Laura Hume says it was only after her health began deteriorating that she found out she was one of thousands of people who had been switched to a generic drug in a cost-saving drive by the Government's  drug buying agency, Pharmac.

Now, the Health and Disability Commissioner has found there is a systemic failure in the way brand switches are communicated to patients and has asked Director-General of Health Dr Ashley Bloomfield to intervene.

Hume has had epilepsy since the age of five, and it took her until her early 20s to get her seizures under control.

The 28-year-old said her life was turned upside down in 2019 when Pharmac switched more than 10,000 people taking the anti-epileptic drug lamotrigine over to a generic form of the drug.

"I was working for the first time in my life. I'd become stable enough and found a job that I could do. I lost that job because I couldn't cope with the stress," Hume said.

"I've got a five-year-old, I can't be going from 'yeah, I'm doing well' to 'oh my gosh, I feel like I just can't can't do anything'."

Director-General of Health Ashley Bloomfield. Photo: Getty Images
Director-General of Health Ashley Bloomfield. Photo: Getty Images
It was only after Hume's health went downhill that she found her drugs had been switched. Not only was she in the dark - her doctor was too.

"My GP didn't even know about it. I went to him after I'd seen my neurologist and said this is what's going on - can you help me? And he said 'what brand switch?'."

More than 200 people reported adverse reactions to the lamotrigine brand switch and the Chief Coroner is investigating whether six deaths were linked to the change.

Hume said those caught up in the brand switch had fallen through the cracks.

"If Pharmac was asked, they said it's all in our heads and it's on us. My GP didn't know. My pharmacist was told it's the same medication and she's like, 'okay, yep'. So who's responsible for this?"

Hume and two others complained to Health and Disability Commissioner Morag McDowell, who called for intervention from Dr Bloomfield.

"I believe the complaints show that there is a systemic issue relating to how the brand change was communicated to consumers," McDowell said.

"Given the potential for ongoing risk and the risk of this happening again in the future, I have written to the Director General of Health to outline my concerns."

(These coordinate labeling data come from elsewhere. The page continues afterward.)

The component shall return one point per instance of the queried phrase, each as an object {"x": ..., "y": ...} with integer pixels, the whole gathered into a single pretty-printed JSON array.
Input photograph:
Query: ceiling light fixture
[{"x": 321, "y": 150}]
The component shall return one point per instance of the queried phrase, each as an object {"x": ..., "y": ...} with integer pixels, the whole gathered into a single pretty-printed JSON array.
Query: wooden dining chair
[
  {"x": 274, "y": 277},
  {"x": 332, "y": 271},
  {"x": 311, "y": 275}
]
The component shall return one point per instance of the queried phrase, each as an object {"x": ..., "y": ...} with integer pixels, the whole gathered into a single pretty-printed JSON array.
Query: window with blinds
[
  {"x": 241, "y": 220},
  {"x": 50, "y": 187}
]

McDowell's letter said she was concerned at the lack of clarity over who was responsible for managing and communicating brand changes to patients - especially brand switches which could lead to significant side effects.

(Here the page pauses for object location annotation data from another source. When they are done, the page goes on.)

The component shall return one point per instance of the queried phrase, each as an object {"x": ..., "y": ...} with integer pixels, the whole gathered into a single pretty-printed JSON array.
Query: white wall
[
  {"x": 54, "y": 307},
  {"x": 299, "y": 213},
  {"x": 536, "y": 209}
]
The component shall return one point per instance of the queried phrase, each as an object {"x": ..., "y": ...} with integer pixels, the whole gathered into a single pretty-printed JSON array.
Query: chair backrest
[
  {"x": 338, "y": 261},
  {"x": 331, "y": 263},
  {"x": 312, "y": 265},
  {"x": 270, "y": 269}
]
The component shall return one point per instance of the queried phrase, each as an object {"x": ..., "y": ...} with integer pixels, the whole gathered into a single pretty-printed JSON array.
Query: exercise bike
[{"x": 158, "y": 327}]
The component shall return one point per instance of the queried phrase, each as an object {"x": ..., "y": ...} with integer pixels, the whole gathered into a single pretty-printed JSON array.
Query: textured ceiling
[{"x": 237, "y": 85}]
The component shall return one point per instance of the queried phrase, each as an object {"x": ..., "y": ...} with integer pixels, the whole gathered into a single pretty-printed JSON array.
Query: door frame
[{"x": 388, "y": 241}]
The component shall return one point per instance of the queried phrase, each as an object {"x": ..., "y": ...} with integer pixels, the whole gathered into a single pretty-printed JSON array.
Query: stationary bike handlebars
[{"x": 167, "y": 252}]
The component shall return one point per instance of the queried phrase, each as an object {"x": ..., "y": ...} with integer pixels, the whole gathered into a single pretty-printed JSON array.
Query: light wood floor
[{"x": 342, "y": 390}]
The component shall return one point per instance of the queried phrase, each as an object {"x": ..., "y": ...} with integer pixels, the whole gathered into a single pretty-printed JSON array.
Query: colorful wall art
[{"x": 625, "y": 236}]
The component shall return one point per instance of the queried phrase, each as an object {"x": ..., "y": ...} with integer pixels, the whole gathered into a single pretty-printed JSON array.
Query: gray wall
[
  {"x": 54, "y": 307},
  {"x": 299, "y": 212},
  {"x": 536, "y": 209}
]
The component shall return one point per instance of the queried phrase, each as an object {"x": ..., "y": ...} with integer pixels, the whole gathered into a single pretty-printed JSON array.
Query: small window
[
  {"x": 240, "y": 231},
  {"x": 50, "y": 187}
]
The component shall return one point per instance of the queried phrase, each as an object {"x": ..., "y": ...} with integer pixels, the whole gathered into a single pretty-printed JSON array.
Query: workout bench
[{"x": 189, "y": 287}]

GPs often left it to Pharmac to determine whether a brand switch was safe for their patient or assumed pharmacies would contact them about any significant changes, she said.

"In the context of the busy general practice, there is the potential for really important clinical information or clinical points to be lost if GPs are getting inundated with a lot of information about different brand changes."

She wanted Bloomfield to work with Pharmac and other agencies to ensure patients got better information when their brand of medicine was changed.

Pharmac director of operations Lisa Williams said the agency had already introduced a new system for brand switches that allowed some patients who could not tolerate a brand change to stay on their original medicine.

"That means that, depending on the product, 5 percent or so of patients could remain on the previously funded brand."

Williams said Pharmac went to considerable lengths to prepare patients for the lamotrigine brand change, including extending the transition period from three to five months and offering patients a free GP visit if they needed it.

Information about the change was widely distributed and Pharmac had also engaged with interest groups such as Epilepsy New Zealand, she said.

But Williams said Pharmac was happy to work with the Ministry of Health on improving its systems.

"What we've learned is that there are small groups of people that brand changes are not successful for - for whatever reason - and we want to create mechanisms to ensure that people can stay on their previous brands."

For Hume, the big win was the Health and Disability Commissioner asking the Ministry of Health to help design a new system for brand changes.

"Hearing that someone is actually listening and willing to say 'hey, this actually needs something done about it' is huge. We actually have someone backing us rather than saying 'no, it's all in your head - go away'."

This issue will not go away for some time yet. The government has just launched its own review of Pharmac, which includes looking into brand switching, and the chief coroner is due to report in the coming weeks.

A Ministry of Health spokesperson said it was considering how best to deal with the commissioner's recommendations and it may be that they would be folded into the Government's review of Pharmac.